Monday, March 23, 2015

3.19.y-gc branch updates

Yes. -gc branch should be updated but I personal want to wait for the v3.19.2 stable version to be out then rebase on it, so it is late.
And while the -new branch once appeared in git which I used to sync up git tree between desktop and notebook make some trouble for friends who have tried it. This remind me to publish codes carefully.

There is no new commits for -gc branch, just minor bug/comment fixes. I have rewritten some commit titles and tag with [Fix]/[Sync], so it would be easier to tell what the commit is used for.

And, I have done one *make no more friend* thing, I have delete the origin linx-3.19.y-gc branch and create a new one, with the same name. Because I don't want to keep the old merge commits info in the branch. Any one know how to make it clean please let me know.
So, you may have trouble to pull out this new linx-3.19.y-gc branch, because your local copy is different and no more existed in "server" side. Simply delete the old remote linx-3.19.y-gc branch in your git tree and pull again, then you will be fine.

Branch url:
https://bitbucket.org/alfredchen/linux-gc/commits/branch/linux-3.19.y-gc

17 comments:

  1. Hi, Alfred!
    Thank you for the "official update". :-) It's up and running well, so far. :-)))
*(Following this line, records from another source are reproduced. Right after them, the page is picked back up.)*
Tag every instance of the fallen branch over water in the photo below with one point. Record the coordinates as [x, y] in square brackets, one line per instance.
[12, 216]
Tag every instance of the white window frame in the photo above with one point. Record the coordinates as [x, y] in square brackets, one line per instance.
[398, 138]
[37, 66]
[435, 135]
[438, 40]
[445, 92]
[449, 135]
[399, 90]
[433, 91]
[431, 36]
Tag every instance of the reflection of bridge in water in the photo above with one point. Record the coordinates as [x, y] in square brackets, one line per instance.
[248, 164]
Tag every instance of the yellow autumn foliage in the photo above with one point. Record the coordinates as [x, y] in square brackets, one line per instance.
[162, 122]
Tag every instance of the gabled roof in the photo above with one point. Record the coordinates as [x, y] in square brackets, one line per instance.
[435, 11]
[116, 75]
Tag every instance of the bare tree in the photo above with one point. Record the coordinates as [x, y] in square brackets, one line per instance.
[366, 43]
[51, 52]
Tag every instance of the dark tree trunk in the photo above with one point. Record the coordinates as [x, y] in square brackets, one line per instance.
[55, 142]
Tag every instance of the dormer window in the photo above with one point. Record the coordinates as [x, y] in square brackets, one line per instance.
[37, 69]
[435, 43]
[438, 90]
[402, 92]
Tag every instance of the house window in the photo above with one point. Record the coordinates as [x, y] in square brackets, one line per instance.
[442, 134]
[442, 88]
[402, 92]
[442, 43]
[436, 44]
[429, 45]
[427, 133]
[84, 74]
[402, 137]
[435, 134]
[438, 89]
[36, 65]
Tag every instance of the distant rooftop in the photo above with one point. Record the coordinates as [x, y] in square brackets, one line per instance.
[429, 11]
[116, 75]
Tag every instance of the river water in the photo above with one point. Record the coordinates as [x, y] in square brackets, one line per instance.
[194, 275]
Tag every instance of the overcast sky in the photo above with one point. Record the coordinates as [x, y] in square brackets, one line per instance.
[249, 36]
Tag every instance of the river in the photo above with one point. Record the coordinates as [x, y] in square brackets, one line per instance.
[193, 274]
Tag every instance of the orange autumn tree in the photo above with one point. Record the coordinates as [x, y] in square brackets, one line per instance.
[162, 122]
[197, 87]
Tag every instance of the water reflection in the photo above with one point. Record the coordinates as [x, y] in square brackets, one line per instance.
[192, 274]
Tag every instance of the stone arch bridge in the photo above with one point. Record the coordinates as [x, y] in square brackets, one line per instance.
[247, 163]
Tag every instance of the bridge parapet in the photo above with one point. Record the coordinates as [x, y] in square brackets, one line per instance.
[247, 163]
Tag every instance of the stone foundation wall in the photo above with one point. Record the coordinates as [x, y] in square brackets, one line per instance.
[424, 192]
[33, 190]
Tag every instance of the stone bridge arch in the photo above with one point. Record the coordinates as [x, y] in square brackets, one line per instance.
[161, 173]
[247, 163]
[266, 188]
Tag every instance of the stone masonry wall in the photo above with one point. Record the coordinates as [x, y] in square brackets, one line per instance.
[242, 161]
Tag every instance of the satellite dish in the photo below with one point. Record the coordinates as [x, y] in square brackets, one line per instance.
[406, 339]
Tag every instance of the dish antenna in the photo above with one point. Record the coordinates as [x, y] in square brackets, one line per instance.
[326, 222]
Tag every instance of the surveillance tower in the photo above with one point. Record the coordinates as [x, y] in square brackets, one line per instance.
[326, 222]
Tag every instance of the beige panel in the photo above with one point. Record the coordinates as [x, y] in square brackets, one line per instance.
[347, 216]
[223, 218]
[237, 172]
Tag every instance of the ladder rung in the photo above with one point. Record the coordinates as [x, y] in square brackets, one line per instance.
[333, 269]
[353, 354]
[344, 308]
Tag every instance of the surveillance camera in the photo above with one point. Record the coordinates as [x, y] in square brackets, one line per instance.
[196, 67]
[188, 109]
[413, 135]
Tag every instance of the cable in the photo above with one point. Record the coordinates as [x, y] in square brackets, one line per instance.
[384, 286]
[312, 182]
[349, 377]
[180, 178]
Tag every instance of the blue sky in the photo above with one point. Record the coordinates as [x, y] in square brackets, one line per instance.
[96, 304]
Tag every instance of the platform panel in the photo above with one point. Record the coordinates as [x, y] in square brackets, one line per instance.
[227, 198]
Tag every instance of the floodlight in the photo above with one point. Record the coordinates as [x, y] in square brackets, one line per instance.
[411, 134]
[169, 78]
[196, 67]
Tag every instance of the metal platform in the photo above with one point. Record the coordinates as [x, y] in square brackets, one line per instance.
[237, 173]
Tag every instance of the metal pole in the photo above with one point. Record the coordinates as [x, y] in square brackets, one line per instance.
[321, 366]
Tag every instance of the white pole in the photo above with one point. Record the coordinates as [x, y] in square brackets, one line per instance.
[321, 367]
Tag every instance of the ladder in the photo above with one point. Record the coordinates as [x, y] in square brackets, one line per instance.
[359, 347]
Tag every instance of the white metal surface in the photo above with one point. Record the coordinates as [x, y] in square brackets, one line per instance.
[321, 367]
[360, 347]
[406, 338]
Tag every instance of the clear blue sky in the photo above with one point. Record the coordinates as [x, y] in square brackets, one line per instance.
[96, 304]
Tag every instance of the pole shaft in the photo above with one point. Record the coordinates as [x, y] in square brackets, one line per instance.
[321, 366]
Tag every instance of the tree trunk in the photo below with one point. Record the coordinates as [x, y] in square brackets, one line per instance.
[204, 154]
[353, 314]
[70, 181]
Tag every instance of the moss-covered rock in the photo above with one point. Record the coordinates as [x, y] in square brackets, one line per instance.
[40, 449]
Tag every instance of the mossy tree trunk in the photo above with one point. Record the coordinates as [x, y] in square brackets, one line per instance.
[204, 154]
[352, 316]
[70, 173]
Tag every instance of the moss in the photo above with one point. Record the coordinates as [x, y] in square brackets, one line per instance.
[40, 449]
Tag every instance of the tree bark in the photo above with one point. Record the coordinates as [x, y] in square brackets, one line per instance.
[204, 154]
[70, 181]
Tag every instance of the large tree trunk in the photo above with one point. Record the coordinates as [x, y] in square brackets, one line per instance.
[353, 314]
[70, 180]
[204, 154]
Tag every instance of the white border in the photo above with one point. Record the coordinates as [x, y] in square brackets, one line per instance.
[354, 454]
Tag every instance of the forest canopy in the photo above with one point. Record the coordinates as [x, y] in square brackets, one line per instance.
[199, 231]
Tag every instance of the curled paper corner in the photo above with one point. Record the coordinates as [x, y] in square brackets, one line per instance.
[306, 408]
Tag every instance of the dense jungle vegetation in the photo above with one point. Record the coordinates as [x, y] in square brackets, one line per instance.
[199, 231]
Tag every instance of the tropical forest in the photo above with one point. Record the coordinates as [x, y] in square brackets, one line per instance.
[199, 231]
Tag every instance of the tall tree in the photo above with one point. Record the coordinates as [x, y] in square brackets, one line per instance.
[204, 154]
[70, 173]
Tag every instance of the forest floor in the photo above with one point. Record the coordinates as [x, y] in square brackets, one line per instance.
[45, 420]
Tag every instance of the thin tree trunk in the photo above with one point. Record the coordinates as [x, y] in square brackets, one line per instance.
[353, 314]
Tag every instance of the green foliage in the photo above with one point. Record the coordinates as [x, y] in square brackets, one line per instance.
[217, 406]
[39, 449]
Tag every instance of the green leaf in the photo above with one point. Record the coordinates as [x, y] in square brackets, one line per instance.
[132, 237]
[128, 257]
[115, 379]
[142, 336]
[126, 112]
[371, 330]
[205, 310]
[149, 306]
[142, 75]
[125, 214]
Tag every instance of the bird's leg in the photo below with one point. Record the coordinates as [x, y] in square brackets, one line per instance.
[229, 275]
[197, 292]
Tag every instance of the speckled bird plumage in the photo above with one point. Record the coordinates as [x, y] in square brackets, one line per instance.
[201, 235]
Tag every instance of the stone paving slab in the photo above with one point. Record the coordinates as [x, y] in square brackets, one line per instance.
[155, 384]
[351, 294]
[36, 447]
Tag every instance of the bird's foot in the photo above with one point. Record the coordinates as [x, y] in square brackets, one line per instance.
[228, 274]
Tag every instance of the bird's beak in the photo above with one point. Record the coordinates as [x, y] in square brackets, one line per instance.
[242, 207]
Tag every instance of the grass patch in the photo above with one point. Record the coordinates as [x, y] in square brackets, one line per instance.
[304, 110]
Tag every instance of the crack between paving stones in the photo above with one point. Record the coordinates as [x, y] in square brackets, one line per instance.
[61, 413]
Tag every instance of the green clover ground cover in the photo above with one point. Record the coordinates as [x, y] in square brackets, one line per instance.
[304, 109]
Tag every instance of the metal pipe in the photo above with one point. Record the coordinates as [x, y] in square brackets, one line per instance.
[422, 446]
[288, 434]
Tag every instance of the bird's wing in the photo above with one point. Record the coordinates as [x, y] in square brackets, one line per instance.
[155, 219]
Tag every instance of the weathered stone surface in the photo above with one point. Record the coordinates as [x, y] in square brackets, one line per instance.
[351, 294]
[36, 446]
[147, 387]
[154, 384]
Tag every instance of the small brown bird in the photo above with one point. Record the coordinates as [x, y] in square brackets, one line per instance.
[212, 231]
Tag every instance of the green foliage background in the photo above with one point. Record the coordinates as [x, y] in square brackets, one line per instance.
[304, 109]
    The only reason for me to have tested the former -gc-new patches was, that it was the first version of your patches after Con actualized BFS/CK to v0.461 for kernel 3.19.
    I don't understand the "*make no more friend* thing" sentence.
    My workflow with your newly published patches is always fetching+reading each of them manually and applying them to a most recently published+installed openSUSE vanilla kernel source .rpm. Maybe not the fastest workflow, indeed. But I consider it somekind of "failure resistant".

    I have a question regarding your refreshed y-gc branch: While you claim that your patches are only syncs, fixes and enhancements to Con's BFS, do you introduce any tunable variables in the code you add?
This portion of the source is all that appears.